Multiparametric PET imaging in thyroid malignancy characterizing tumour heterogeneity: somatostatin receptors and glucose metabolism.

Abstract

Radiolabelled somatostatin (SST) analogues have proven useful in diagnosing tumours positive for SST receptor (SSTR). As different subtypes of SSTR are expressed on the tumour cell surface, the choice of appropriate therapeutic SST analogue is crucial. We evaluated the SSTR status of thyroid cancer patients who had signs of progressive disease comparing different SSTR ligands for PET imaging to evaluate possible further therapeutic options. PET with (68)Ga-radiolabelled SSTR ligands DOTA lanreotide (DOTA-LAN), DOTA-Tyr(3) octreotide (DOTA-TOC) and (18)F-FDG was performed in 31 patients with thyroid cancer (TC).
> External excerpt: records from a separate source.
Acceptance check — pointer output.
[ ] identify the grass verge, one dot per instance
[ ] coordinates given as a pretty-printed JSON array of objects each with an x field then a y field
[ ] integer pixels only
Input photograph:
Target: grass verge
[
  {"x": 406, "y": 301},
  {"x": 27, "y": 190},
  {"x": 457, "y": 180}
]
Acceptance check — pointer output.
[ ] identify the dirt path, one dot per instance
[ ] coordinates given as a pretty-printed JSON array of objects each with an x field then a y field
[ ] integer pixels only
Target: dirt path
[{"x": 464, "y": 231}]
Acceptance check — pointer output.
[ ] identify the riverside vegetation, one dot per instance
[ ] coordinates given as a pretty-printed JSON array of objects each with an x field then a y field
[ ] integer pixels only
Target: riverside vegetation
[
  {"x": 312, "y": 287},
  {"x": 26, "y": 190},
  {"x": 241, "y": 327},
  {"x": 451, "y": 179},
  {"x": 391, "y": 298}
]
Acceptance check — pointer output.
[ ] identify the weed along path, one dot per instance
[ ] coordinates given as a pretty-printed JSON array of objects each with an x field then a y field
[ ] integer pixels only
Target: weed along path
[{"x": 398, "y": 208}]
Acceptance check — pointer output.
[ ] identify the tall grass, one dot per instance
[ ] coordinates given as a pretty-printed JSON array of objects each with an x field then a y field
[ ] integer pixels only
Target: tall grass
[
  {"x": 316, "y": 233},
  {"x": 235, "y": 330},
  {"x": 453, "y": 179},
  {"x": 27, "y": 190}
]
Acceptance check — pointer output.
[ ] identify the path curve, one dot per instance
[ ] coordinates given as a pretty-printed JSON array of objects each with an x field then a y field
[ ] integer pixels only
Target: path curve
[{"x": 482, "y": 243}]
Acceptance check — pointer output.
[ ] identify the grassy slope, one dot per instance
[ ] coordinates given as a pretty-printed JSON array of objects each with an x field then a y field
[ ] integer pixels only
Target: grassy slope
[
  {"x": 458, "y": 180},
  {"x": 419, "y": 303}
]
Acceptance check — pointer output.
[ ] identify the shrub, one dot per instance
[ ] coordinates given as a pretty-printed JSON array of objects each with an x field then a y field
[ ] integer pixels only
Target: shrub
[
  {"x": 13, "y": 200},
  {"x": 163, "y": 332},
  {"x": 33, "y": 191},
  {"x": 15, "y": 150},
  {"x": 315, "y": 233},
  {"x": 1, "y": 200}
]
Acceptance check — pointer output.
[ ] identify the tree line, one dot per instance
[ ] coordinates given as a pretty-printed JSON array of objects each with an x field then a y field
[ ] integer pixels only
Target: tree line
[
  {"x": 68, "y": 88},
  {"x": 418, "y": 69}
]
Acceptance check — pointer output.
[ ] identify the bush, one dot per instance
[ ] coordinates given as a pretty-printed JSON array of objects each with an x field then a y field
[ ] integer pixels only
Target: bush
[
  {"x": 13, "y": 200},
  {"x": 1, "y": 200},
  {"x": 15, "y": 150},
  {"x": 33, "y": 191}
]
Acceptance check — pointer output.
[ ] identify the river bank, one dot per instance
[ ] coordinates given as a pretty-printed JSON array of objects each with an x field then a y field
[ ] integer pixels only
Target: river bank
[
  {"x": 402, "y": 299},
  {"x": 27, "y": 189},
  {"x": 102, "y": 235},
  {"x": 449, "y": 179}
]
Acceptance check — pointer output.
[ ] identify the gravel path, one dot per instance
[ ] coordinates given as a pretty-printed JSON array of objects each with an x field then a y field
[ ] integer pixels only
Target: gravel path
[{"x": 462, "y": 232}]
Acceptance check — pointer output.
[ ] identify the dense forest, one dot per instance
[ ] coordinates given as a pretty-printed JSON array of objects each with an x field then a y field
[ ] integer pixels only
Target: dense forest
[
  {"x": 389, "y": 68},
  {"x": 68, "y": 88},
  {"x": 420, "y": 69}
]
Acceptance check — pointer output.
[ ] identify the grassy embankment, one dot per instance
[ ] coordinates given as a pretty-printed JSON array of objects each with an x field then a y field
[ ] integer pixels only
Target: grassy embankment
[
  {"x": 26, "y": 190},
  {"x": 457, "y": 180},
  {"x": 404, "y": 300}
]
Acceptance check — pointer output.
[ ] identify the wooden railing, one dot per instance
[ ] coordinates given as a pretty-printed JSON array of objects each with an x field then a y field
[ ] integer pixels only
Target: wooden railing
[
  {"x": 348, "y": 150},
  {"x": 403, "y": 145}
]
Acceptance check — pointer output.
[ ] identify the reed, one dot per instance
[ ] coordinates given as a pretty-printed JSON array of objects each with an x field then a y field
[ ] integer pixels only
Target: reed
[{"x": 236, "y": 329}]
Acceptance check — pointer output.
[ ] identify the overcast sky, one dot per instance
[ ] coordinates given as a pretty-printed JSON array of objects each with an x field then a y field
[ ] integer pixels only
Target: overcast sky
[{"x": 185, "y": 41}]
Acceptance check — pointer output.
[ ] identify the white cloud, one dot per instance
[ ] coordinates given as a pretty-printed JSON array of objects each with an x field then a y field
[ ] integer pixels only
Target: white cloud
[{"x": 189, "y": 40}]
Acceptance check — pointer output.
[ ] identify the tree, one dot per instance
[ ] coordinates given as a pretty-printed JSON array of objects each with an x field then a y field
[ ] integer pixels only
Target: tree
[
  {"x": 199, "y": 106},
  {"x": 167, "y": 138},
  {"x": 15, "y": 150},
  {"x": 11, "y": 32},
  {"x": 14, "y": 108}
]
These 31 patients comprised 18 with radioiodine non-avid differentiated TC (DTC) including 6 papillary TC (PTC), 8 follicular TC (FTC) and 4 oxyphilic TC (oxyTC), 5 with anaplastic TC (ATC), and 8 with medullary TC (MTC). The PET results were compared in a region-based evaluation. All patients underwent a PET study with (68)Ga-DOTA-LAN, 28 patients with (68)Ga-DOTA-TOC and 28 patients with (18)F-FDG. A lack of SSTR expression was found in 13 of the 31 patients (42%) with negative results with both SSTR tracers in 12 patients. Ambiguous results with both SSTR tracers were observed in one patient. High tracer uptake in SSTR PET images was seen in seven DTC patients (39%; two PTC, three FTC, two oxyTC), in four ATC patients (80%) and in six MTC patients (75%). Lesions showing aerobic glycolysis on (18)F-FDG PET were found in 24 of 28 patients (86%) with corresponding positive results with (68)Ga-DOTA-LAN in 35% and with (68)Ga-DOTA-TOC in 29%. The heterogeneous SSTR profile of TC tumour lesions needs to be evaluated using different SSTR PET tracers to characterize more closely the SSTR subtype affinities in patients with progressive TC in order to further stratify therapy with SSTR therapeutics.